Promoter elements common to InR target genes. The top 5 predicted sites were found within a predicted promoter region (−700 to +100 with respect to the TSS) in genes with increased expression in InRi fat bodies and decreased expression in InRCA fat bodies. The bottom two consensus sequences were common to the promoter regions of genes with decreased expression in InRi fat bodies and increased expression in InRCA fat bodies. Only the first site (GATGCCAGCTAA) was considered a strong and significant match; the other six motifs are weakly enriched.
DISCUSSION
In this work, we link two established functions of the fat body, insulin signaling and the immune response, and show that they vary reciprocally to one another at the transcriptional level. Increasing insulin signaling led to reduced immune gene expression, and decreasing insulin signaling led to increased immune gene expression and increased resistance to infection. Surprisingly, we found that HS diet-induced obesity and growth defects could be regulated by fat body misexpression of immune response genes. This cell-autonomous molecular relationship complements previous studies in both flies and mammals (16, 19, 20, 59) and supports a counterregulatory model in which insulin signaling and the immune response negatively regulate each other to maintain energy balance.

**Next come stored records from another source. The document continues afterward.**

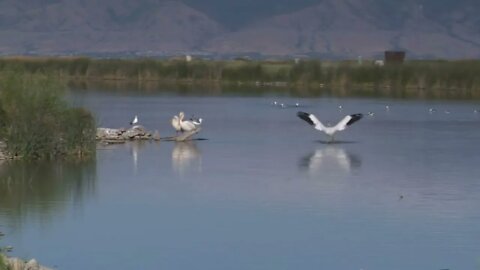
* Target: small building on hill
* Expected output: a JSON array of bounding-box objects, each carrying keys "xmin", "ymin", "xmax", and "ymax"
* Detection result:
[{"xmin": 385, "ymin": 51, "xmax": 405, "ymax": 65}]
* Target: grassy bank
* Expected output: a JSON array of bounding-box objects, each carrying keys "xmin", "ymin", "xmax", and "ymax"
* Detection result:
[
  {"xmin": 0, "ymin": 58, "xmax": 480, "ymax": 99},
  {"xmin": 0, "ymin": 69, "xmax": 95, "ymax": 159}
]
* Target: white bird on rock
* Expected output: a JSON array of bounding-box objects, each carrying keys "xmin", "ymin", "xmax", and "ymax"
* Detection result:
[{"xmin": 178, "ymin": 112, "xmax": 197, "ymax": 132}]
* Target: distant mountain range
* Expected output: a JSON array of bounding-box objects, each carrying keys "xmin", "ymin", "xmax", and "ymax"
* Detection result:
[{"xmin": 0, "ymin": 0, "xmax": 480, "ymax": 58}]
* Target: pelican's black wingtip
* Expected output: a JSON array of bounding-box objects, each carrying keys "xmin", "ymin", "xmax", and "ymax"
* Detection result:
[
  {"xmin": 297, "ymin": 111, "xmax": 315, "ymax": 126},
  {"xmin": 347, "ymin": 113, "xmax": 363, "ymax": 126}
]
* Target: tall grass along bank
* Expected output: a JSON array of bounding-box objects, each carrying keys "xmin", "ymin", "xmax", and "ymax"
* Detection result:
[
  {"xmin": 0, "ymin": 57, "xmax": 480, "ymax": 99},
  {"xmin": 0, "ymin": 69, "xmax": 95, "ymax": 159}
]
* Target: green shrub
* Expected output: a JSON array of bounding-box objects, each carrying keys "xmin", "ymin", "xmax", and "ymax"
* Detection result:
[{"xmin": 0, "ymin": 71, "xmax": 95, "ymax": 159}]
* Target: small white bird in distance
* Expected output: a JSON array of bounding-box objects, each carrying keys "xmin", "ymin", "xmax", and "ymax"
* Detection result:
[
  {"xmin": 130, "ymin": 115, "xmax": 138, "ymax": 126},
  {"xmin": 297, "ymin": 112, "xmax": 363, "ymax": 142}
]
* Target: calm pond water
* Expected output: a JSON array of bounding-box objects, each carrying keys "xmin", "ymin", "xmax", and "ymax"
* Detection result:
[{"xmin": 0, "ymin": 91, "xmax": 480, "ymax": 270}]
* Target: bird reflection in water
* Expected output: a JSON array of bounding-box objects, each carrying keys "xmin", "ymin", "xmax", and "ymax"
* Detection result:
[
  {"xmin": 128, "ymin": 141, "xmax": 145, "ymax": 174},
  {"xmin": 299, "ymin": 146, "xmax": 362, "ymax": 172},
  {"xmin": 172, "ymin": 141, "xmax": 202, "ymax": 175}
]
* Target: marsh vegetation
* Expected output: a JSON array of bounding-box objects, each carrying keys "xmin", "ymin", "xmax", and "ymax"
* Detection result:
[
  {"xmin": 0, "ymin": 69, "xmax": 95, "ymax": 159},
  {"xmin": 0, "ymin": 57, "xmax": 480, "ymax": 99}
]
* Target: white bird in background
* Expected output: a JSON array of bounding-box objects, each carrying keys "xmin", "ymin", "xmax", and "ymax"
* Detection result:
[
  {"xmin": 172, "ymin": 115, "xmax": 183, "ymax": 134},
  {"xmin": 130, "ymin": 115, "xmax": 138, "ymax": 126},
  {"xmin": 297, "ymin": 112, "xmax": 363, "ymax": 142},
  {"xmin": 179, "ymin": 112, "xmax": 197, "ymax": 132}
]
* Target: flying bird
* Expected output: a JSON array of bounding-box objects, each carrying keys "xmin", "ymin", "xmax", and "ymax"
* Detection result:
[{"xmin": 297, "ymin": 112, "xmax": 363, "ymax": 142}]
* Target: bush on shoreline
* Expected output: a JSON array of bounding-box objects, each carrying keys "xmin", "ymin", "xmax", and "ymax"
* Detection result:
[
  {"xmin": 0, "ymin": 57, "xmax": 480, "ymax": 98},
  {"xmin": 0, "ymin": 70, "xmax": 95, "ymax": 159}
]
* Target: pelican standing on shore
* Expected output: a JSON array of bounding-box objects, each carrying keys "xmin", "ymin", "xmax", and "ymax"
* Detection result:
[
  {"xmin": 172, "ymin": 115, "xmax": 183, "ymax": 135},
  {"xmin": 178, "ymin": 112, "xmax": 197, "ymax": 132}
]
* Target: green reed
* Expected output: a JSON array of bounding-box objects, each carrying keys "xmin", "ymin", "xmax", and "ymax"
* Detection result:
[
  {"xmin": 0, "ymin": 57, "xmax": 480, "ymax": 98},
  {"xmin": 0, "ymin": 67, "xmax": 95, "ymax": 159}
]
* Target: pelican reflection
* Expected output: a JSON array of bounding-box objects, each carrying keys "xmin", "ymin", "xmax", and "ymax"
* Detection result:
[
  {"xmin": 172, "ymin": 141, "xmax": 202, "ymax": 174},
  {"xmin": 299, "ymin": 146, "xmax": 362, "ymax": 172}
]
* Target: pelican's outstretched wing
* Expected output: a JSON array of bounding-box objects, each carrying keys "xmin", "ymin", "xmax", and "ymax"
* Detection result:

Using differential expression to search for potential downstream regulators of insulin signaling in the fat body, we focused on selected gene ontology categories based on the literature. A number of known FOXO targets were identified, as expected (60–62). Ribosomal subunits were also overrepresented, consistent with previous studies showing a direct relationship between insulin signaling and ribosome biogenesis (41, 63). This DE gene list was therefore likely to include additional, novel targets of physiological importance. Most (58%) of the overlapping DE genes were inversely regulated between constitutively active and reduced InR function. Many, however, were regulated the same direction in both paradigms, which was unexpected. The former are likely to be more-direct targets and/or sensors of insulin pathway activity. The latter group of genes are likely to have more-complicated relationships with the insulin signaling pathway, such as stage- or diet-specific roles. Changes in gene expression might represent downstream effects of insulin signaling or counterregulatory attempts to fix cellular growth or metabolic defects during insulin resistance. One counterregulatory attempt might be the observed increase in fat body PGRP-SC2 expression in InRi fat bodies, which might be expected to improve downstream aspects of insulin signaling. Another potential compensatory mechanism for insulin resistance in InRi fat bodies is the gene ilp6, which encodes a growth promoter during metamorphosis (64) and increases in expression in InRi fat bodies on both control and HS diets (351% and 385%, respectively; for both comparisons, P < 0.001). The promoter elements identified using bioinformatics analysis may serve as key markers for and/or mediators of insulin signaling. Future studies will explore these possibilities.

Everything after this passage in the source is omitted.